La scientifique canadienne s'est approchée des autorités norvégiennes, qui ont elles-mêmes contacté les familles des disparus. Après avoir obtenu l'assurance que les corps ne seraient ni extraits de leur tombe, ni mutilés, et que le cimetière serait préservé, six des sept familles ont donné leur accord. L'Eglise norvégienne, qui participe aujourd'hui aux fouilles, a également donné sa bénédiction au projet.

L'équipe a ainsi pu commencer ses travaux mercredi dernier, le 19 août. Outre Kirsty Duncan, elle comprend des microbiologistes, virologistes, biologistes moléculaires et géologues de nationalité norvégienne, britannique et américaine. L'équipe est complétée par les cinq croque-morts anglais de The Necropolis Company, leader mondial de l'exhumation de cadavres. Necropolis est connu pour avoir exhumé, dans un cimetière londonien, le corps du chef sioux Long Wolf avant de le rapatrier aux Etats-Unis.

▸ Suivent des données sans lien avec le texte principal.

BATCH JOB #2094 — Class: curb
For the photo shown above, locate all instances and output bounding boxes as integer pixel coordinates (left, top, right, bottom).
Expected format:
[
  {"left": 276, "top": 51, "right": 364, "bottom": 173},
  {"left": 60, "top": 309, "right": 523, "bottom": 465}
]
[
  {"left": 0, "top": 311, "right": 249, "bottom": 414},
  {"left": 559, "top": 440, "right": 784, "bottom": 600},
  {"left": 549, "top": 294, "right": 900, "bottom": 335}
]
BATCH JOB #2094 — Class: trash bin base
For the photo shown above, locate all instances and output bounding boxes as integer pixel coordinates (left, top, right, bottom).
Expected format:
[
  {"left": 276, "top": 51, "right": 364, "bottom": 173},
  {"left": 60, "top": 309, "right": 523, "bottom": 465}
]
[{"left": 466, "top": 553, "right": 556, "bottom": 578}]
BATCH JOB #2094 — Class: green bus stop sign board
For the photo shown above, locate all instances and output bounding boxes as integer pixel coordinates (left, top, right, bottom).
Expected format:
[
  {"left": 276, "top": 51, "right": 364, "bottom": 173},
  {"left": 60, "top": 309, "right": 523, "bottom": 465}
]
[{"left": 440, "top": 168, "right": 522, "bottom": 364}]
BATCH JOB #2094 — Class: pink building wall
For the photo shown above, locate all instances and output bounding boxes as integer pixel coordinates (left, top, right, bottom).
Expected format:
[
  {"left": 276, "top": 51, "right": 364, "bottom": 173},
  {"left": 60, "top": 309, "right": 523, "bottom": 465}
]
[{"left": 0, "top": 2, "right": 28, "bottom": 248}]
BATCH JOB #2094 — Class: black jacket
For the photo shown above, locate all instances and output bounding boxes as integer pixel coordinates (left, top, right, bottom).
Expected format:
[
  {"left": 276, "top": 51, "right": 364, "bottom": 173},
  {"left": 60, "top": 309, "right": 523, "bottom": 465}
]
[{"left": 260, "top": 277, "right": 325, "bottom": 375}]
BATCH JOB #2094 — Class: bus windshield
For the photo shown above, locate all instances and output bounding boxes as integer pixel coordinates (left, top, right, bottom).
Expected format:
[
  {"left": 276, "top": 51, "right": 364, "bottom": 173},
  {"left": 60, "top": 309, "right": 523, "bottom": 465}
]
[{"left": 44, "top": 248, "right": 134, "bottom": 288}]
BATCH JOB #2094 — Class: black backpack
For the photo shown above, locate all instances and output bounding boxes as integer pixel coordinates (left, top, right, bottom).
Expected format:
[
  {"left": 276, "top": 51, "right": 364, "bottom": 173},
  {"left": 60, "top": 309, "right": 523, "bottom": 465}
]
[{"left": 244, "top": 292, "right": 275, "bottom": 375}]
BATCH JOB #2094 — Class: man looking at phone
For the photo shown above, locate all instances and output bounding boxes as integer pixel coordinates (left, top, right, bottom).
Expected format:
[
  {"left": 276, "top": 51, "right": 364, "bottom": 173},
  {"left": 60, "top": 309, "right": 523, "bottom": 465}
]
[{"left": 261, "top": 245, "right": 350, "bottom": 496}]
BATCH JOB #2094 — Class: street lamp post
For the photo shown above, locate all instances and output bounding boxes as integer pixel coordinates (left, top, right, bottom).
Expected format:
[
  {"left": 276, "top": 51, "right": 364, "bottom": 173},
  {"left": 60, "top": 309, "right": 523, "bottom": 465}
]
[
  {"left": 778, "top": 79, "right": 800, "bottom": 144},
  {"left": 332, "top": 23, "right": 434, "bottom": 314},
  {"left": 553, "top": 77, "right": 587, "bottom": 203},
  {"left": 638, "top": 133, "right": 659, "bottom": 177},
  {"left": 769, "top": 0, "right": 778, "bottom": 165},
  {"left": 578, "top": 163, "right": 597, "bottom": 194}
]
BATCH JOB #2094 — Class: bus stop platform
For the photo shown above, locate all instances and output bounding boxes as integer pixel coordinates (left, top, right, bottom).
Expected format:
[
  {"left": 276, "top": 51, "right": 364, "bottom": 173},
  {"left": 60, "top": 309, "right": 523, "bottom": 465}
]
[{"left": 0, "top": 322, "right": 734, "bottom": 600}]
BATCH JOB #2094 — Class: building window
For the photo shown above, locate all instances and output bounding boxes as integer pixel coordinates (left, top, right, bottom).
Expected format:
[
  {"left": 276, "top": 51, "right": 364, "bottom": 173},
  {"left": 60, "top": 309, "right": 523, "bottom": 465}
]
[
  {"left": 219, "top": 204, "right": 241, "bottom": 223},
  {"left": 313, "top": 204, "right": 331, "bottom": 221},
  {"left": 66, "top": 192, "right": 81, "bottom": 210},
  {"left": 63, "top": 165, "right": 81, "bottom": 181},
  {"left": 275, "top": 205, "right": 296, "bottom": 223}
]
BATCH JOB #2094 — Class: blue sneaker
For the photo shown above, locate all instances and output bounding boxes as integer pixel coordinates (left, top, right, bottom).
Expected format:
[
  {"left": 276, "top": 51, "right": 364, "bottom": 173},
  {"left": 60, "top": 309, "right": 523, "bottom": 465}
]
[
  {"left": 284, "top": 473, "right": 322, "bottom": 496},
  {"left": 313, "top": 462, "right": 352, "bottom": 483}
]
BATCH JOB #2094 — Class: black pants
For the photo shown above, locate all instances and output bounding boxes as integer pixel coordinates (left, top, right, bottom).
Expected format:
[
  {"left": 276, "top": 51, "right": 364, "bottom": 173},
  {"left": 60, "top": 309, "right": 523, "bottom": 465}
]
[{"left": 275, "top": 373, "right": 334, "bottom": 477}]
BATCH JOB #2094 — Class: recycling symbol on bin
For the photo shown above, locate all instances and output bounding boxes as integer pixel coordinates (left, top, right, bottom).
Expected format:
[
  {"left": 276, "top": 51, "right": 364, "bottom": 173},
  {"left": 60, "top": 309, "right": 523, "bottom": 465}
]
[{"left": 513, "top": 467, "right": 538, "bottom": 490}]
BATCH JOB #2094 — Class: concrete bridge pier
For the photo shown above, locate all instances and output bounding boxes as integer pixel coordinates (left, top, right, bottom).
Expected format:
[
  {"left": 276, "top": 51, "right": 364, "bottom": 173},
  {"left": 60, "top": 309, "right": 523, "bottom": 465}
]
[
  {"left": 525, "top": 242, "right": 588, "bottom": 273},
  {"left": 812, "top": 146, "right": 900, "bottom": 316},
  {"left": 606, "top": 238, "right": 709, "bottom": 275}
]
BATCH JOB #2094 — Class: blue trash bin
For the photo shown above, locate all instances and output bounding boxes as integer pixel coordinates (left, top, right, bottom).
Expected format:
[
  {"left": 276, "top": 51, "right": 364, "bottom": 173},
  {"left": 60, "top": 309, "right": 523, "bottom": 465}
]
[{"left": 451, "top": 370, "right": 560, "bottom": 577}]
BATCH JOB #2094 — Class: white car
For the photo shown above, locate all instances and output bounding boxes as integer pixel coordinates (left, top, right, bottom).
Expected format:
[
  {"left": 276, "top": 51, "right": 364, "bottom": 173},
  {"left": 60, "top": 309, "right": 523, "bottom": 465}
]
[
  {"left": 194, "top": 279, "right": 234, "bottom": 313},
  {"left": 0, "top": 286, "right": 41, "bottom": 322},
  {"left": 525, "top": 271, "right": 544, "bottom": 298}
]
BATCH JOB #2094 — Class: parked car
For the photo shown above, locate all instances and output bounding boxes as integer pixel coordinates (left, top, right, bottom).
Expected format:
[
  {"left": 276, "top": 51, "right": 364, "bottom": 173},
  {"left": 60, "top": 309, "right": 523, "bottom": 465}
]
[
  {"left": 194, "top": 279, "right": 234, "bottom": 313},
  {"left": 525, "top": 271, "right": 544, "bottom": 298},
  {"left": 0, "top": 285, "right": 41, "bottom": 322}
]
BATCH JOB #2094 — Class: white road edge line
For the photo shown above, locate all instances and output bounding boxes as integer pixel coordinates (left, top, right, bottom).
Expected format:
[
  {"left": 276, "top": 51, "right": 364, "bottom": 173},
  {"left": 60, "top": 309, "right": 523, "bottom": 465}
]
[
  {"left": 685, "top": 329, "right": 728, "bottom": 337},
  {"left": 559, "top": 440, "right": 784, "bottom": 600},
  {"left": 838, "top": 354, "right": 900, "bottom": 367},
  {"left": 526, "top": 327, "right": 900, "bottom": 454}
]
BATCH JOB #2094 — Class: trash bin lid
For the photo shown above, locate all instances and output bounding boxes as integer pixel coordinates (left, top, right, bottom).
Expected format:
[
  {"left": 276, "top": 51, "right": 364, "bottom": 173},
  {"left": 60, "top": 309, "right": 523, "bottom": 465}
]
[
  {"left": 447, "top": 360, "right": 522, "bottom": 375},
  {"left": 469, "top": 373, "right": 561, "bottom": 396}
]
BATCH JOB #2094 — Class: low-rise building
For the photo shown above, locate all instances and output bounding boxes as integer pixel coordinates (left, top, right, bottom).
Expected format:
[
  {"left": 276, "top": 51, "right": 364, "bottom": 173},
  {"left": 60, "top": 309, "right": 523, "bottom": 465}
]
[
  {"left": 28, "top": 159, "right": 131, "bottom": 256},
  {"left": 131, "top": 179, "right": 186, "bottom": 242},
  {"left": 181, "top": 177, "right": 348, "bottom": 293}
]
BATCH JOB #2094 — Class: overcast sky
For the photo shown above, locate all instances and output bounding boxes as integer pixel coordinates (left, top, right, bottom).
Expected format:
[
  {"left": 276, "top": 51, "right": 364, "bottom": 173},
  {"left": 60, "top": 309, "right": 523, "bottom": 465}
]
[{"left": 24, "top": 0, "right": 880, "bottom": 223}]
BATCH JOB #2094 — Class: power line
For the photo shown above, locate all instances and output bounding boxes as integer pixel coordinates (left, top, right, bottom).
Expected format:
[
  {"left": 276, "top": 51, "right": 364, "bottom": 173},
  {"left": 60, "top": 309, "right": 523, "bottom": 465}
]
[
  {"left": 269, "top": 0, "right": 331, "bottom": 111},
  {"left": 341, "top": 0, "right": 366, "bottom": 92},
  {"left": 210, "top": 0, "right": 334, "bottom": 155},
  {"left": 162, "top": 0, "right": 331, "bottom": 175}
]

Samedi et dimanche, les marteaux piqueurs électriques ont atteint les premiers cadavres congelés des mineurs. Les scientifiques sont en train de prélever par biopsie des fragments de tissus pulmonaires. Du sang congelé sera extrait des cœurs pour vérifier si les malades avaient développé des anticorps lors des phases sévères de la maladie. De même, des biopsies intestinales pourraient conduire à la découverte de bactéries, possibles indices de complications infectieuses. Les échantillons seront immédiatement expédiés dans des laboratoires en Norvège, au Canada, en Grande-Bretagne et aux Etats-Unis, dans le centre de recherche médicale de l'armée américaine, à Fort Detrick. Les résultas des analyses ne sont pas attendus avant plusieurs mois, voire une année.

Sur place, l'équipe doute de tomber sur un virus encore actif. Toutefois, même minime, le risque existe, d'où les extraordinaires précautions des scientifiques pour éviter une contamination. On ne s'approche pas impunément d'un micro-organisme d'aussi sinistre réputation.